Maybe I’m just having delusions of grandeur, but I’m imagining that some combination of NRF2 activator (technically most of these are KEAP1 inhibitors), rapamycin, and an AMPK activator might have some special synergy when it comes to maintaining genomic integrity. The NRF2 activator would raise 53BP1 protein levels, the rapamycin would increase its nuclear trafficking, and AMPK phosphorylation would allosterically enhance its activity.

Seems like an opportunity for the Wormbot / million molecule competition!

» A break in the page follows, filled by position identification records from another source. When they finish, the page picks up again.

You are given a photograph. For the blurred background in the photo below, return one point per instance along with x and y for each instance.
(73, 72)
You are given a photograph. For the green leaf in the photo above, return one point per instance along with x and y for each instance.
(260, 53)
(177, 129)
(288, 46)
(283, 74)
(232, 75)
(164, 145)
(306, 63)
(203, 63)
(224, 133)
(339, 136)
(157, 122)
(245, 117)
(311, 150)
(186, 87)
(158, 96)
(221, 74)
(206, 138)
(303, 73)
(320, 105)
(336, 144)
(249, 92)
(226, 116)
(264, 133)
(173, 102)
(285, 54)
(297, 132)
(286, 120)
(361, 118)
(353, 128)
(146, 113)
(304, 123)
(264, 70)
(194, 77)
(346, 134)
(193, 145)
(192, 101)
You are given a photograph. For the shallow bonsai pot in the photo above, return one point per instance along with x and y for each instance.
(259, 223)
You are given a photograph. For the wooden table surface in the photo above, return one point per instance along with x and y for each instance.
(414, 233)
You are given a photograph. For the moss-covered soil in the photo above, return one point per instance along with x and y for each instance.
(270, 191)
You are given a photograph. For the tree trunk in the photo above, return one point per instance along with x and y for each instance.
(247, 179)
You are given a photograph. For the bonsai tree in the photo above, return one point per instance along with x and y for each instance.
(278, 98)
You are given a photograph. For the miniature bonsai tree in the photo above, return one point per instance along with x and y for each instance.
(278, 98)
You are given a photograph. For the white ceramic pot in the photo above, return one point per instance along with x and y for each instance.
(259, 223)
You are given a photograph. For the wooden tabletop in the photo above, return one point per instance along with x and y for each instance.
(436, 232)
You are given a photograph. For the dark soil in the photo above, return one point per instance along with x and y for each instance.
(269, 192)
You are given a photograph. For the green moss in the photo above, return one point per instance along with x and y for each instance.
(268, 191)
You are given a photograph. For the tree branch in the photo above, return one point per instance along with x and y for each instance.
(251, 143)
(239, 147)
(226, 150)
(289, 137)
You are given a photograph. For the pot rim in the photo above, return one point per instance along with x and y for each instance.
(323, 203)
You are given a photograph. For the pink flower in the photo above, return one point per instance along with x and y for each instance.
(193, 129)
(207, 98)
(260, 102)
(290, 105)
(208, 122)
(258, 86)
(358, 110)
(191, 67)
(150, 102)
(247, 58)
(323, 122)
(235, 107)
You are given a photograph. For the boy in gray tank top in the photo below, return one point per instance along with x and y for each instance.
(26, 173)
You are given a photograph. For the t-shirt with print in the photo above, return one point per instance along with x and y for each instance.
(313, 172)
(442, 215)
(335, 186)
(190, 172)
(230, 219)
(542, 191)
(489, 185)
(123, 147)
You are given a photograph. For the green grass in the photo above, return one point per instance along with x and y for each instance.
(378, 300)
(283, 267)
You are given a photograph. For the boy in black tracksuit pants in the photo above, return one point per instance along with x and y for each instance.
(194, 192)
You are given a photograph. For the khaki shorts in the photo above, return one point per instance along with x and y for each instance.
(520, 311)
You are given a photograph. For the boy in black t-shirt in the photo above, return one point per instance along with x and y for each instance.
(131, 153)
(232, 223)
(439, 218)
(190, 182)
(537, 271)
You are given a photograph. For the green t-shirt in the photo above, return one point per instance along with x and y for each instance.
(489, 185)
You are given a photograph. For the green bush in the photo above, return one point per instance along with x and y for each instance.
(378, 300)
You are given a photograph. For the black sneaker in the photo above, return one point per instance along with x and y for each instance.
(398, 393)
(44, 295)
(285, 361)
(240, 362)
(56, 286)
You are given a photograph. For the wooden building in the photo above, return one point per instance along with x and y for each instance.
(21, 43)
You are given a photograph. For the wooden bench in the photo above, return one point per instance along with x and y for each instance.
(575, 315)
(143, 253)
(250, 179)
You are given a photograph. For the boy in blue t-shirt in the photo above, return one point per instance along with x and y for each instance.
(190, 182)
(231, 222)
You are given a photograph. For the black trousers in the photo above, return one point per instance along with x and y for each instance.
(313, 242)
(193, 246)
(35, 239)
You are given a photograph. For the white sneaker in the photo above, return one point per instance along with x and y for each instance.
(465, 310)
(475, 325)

thank you for mentioning the dna damage/mutation theory of aging. I believe they are the root causes of aging. unfortunately the theory doesn’t seem to get much traction in longevity field. afaik the obstacles are that until recently it’s expensive to measure dna mutation rate and increasing the fidelity of dna repair/error-free dna repair is difficult(just overexpressing single dna repair gene actually worsens dna repair fidelity in most cases).

The synthetic triterpenoid bardoxolone methyl and its analogues (e.g., CDDO-Im) are the most potent known activators of the Nrf2 pathway.

If you’ve got 100 bucks lying around, it’d be cool if you could sponsor it.

An old video from the Biochemical Society.

Fast forward to 1:57

Activation of pathway - resistance to electrophilic, oxidativge, proteotoxic, DNA-damage, and metabolic stresses

Damage Prevention: prevent macromolecular damage by electrophiles, ROS (elevated GSH, GSTs, NQO1, etc.)

Damage Contrl: Induction of macromolecular dage repair/removal systems (proteasome, nucleotide excision DNA repair)

Renewal: Activation of tissue repair/regeneration pathwasy (e.g. Notch 1)

Some of the activators listed - oltipraz, chlorophyllin, triterpenoids.

Chlorophyllin is available from vitacost, and life extension.

Earlier video also from Thomas Kensler of the Biochemical Society.

Rapid (starting at seven days - minute 5:26) excretion of carcinogen (Benzene-mercapturide) after broccoli sprout beverage intake.